Nel corso del 1604 viene arrestato per ingiurie e in seguito per porto abusivo d’arma, reato, quest’ultimo, in cui incorre nuovamente il 28 maggio 1605. Poco tempo dopo, per motivi di gelosia, ferisce con la spada il notaio Mariano Pasqualone. Il primo settembre colleziona invece una denuncia per non aver pagato l’affitto: si vendicherà rompendo le persiane della padrona di casa a sassate.

Il 26 maggio 1606 accade il fattaccio: in una rissa per un fallo al gioco della pallacorda, Caravaggio uccide Ranuccio Tomassoni da Terni.

Questa volta le sue amicizie altolocate possono aiutarlo soltanto a fuggire. Inseguito da un bando del tribunale di Roma che consente a chiunque lo veda di decapitarlo sul posto, il pittore si rifugia a Napoli.

Il 22 luglio 1607 lo ritroviamo a Malta. Sull’isola è accolto con grandi onori e il 14 luglio del 1608 viene addirittura nominato cavaliere dell’Ordine.

Ma il primo dicembre, forse perché l’eco del suo crimine è giunta sin lì, viene incarcerato. Riesce ad evadere e fugge in Sicilia, prima a Siracusa, poi a Messina e infine a Palermo.

Da qui s’imbarca per Napoli dove all’ingresso di una locanda viene ferito gravemente, forse dagli emissari del Gran Maestro dell’Ordine di Malta che gli stanno dando la caccia.

Braccato dalla legge e tormentato dal rimorso, il pittore avverte in maniera sempre più impellente la necessità di espiare le proprie colpe e lo fa attraverso l’arte.

È di questo periodo, infatti, il quadro che raffigura Davide con la testa di Golia.
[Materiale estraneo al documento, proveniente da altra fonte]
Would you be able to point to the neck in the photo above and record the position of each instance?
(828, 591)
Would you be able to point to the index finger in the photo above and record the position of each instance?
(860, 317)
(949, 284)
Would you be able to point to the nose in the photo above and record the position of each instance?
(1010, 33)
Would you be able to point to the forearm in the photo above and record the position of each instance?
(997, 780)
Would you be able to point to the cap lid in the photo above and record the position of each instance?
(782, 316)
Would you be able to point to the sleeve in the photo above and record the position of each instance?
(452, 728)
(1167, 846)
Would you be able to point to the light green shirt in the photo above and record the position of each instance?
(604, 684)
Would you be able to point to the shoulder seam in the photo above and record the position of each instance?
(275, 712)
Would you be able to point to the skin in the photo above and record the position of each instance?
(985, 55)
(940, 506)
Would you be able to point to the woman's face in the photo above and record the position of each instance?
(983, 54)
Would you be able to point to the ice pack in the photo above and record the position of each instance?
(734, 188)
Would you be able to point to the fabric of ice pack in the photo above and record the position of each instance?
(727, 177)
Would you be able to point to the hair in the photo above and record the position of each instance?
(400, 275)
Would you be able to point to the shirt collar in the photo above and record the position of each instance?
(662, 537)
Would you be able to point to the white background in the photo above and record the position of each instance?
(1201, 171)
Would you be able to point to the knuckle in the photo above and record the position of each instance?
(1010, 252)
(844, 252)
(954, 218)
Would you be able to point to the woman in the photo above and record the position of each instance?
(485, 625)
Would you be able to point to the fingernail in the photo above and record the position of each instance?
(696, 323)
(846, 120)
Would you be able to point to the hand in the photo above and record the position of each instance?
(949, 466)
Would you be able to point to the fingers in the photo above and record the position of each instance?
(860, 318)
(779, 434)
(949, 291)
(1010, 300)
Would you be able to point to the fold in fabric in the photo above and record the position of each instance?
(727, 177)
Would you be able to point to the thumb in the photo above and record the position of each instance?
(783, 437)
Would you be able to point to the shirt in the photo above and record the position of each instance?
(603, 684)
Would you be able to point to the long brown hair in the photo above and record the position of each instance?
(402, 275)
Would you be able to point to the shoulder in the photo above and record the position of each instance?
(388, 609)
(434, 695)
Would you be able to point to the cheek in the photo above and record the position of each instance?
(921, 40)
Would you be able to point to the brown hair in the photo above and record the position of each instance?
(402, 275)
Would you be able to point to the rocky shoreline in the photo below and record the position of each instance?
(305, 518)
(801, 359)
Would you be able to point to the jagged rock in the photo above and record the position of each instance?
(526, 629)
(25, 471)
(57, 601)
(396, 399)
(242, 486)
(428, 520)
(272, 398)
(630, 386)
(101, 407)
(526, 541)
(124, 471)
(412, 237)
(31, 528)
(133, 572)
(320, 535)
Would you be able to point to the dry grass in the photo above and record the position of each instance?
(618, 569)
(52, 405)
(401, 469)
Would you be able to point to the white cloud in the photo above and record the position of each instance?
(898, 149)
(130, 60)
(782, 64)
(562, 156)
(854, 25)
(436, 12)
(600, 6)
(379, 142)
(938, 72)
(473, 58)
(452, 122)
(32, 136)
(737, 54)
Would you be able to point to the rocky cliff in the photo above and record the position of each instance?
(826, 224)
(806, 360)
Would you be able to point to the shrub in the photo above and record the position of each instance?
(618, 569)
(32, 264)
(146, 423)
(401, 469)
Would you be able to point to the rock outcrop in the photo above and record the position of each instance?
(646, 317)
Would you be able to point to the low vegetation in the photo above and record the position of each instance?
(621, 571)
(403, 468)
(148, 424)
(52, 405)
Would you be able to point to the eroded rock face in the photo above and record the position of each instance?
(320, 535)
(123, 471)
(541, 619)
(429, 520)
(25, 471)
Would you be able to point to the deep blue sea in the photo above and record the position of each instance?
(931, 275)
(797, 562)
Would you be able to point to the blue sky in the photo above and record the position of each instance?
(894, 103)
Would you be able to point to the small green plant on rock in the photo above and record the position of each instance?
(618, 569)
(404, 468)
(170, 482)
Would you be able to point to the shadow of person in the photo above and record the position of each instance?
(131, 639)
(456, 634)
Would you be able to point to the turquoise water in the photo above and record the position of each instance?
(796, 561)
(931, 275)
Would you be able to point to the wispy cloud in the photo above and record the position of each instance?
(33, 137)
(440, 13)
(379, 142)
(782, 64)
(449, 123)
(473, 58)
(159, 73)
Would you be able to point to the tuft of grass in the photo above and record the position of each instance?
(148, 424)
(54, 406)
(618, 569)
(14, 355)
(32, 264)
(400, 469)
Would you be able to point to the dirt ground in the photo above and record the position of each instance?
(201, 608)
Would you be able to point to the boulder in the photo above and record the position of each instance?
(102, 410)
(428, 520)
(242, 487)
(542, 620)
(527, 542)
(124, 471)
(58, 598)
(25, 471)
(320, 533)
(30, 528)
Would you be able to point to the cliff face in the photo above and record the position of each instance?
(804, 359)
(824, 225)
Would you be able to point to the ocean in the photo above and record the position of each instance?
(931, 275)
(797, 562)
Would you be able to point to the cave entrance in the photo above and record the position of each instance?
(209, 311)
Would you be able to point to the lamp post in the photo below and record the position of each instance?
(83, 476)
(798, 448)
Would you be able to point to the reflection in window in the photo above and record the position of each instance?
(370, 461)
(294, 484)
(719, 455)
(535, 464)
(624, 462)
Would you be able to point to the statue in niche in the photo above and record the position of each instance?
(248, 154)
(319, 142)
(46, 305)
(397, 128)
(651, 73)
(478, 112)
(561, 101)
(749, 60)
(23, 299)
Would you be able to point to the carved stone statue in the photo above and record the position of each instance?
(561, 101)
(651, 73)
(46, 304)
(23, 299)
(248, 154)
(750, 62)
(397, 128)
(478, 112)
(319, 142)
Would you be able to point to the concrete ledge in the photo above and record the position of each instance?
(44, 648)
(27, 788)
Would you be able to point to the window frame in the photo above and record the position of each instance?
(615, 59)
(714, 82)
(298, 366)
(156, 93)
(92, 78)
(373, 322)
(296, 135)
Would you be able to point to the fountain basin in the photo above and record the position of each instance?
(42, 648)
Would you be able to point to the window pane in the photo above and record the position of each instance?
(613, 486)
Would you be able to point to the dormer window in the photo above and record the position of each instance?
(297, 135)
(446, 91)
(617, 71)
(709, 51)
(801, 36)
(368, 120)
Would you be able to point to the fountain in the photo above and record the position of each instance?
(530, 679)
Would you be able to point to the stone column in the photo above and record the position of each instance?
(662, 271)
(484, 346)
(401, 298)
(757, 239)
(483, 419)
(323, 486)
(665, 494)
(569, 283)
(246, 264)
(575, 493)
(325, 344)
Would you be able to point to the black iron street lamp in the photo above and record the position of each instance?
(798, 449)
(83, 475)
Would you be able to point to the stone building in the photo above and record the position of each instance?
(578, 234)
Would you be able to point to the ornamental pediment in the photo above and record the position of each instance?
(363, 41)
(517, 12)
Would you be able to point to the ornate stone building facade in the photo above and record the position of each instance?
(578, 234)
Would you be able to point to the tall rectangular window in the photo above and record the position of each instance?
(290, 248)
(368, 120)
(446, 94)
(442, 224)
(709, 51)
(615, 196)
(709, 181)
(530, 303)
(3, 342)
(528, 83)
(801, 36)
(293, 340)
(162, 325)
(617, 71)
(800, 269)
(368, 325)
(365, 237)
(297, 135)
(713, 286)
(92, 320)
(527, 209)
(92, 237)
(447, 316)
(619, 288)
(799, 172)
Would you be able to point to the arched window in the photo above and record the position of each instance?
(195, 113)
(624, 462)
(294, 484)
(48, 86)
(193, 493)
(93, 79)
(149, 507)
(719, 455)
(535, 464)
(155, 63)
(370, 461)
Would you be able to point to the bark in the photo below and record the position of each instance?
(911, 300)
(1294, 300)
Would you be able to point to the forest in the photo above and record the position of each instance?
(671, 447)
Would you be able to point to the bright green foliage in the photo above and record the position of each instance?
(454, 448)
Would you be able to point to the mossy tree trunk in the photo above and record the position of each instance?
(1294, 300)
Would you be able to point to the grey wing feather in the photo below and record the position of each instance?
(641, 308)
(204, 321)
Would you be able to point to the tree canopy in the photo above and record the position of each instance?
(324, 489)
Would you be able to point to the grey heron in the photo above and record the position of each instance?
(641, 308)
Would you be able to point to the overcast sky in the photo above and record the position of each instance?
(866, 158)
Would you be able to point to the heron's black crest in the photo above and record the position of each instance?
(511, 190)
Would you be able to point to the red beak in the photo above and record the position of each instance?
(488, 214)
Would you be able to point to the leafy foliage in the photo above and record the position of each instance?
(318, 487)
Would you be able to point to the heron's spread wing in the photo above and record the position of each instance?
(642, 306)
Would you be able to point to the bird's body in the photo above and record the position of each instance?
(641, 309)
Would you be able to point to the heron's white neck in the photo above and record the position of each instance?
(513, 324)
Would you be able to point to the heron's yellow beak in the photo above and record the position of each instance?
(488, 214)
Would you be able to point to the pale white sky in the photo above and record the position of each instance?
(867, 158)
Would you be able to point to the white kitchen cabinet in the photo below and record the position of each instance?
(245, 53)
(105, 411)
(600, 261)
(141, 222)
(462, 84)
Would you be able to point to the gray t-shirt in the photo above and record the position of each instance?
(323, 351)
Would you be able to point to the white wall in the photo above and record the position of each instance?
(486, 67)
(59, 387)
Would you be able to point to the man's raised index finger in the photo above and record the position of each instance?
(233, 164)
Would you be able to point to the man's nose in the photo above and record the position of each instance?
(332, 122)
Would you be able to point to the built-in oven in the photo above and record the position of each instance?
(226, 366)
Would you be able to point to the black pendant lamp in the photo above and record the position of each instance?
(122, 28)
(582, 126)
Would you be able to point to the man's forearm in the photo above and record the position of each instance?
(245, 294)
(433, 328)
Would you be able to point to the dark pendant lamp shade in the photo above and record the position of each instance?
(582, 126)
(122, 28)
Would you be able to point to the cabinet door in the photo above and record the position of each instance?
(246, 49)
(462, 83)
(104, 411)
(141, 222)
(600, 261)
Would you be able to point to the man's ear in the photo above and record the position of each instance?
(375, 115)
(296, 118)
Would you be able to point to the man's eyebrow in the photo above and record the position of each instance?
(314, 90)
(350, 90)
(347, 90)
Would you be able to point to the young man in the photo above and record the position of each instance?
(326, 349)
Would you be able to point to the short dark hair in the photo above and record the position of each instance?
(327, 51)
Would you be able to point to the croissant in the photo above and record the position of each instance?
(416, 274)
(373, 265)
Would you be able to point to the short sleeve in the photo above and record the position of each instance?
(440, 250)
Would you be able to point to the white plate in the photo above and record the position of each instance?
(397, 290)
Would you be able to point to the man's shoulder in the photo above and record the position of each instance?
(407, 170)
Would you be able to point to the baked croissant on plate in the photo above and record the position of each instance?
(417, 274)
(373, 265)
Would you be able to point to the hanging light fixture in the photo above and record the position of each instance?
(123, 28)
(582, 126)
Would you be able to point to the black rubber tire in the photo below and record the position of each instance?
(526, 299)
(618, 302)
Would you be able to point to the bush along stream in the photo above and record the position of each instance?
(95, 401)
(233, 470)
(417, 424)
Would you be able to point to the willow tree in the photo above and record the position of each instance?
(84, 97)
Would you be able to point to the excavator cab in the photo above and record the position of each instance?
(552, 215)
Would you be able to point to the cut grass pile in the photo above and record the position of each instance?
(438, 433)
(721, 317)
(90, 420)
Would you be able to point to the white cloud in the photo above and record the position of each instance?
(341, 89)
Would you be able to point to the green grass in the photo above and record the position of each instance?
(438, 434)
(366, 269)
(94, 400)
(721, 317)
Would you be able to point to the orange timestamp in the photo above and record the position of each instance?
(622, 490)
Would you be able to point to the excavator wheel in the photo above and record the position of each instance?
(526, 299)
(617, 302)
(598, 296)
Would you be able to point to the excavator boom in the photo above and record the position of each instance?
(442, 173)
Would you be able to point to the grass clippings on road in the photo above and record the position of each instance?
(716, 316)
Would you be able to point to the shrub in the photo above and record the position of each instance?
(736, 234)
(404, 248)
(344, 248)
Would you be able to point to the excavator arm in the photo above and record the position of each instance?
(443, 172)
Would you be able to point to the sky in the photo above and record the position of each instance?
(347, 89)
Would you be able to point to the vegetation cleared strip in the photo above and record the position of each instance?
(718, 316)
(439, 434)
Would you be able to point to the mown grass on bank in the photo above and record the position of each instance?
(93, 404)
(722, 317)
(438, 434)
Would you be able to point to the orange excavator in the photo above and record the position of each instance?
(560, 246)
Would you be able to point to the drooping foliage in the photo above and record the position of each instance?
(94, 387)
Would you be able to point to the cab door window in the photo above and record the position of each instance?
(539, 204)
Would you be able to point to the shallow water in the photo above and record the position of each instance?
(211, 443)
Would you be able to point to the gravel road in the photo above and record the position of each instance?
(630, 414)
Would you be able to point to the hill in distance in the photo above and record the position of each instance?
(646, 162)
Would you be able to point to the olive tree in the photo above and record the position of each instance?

Ma quella testa mozzata, che ancora gronda sangue, altro non è che l’ennesimo autoritratto del pittore.

Caravaggio confida nella grazia del papa e i suoi amici romani si stanno adoperando in tal senso; però lui è impaziente e parte da Napoli a bordo di una feluca. Nel luglio del 1610 sbarca a Porto Ercole dove, sembra per un errore, viene incarcerato.

Quando esce, della feluca e di tutti i suoi averi non v’è più traccia. In preda alla collera e disperato, Caravaggio vaga sul litorale toscano per alcuni giorni.

Il 18 luglio 1610, probabilmente vittima di un’insolazione, muore in solitudine a soli trentanove anni, lasciandoci in eredità dei capolavori di cui qui è impossibile dar conto. Ma se abbiamo indugiato tanto sulle vicissitudini umane di Caravaggio è perché, come spesso accade nell’arte, solo conoscendo le debolezze dell’uomo si può arrivare a comprendere la grandezza dell’artista e la complessità della sua opera.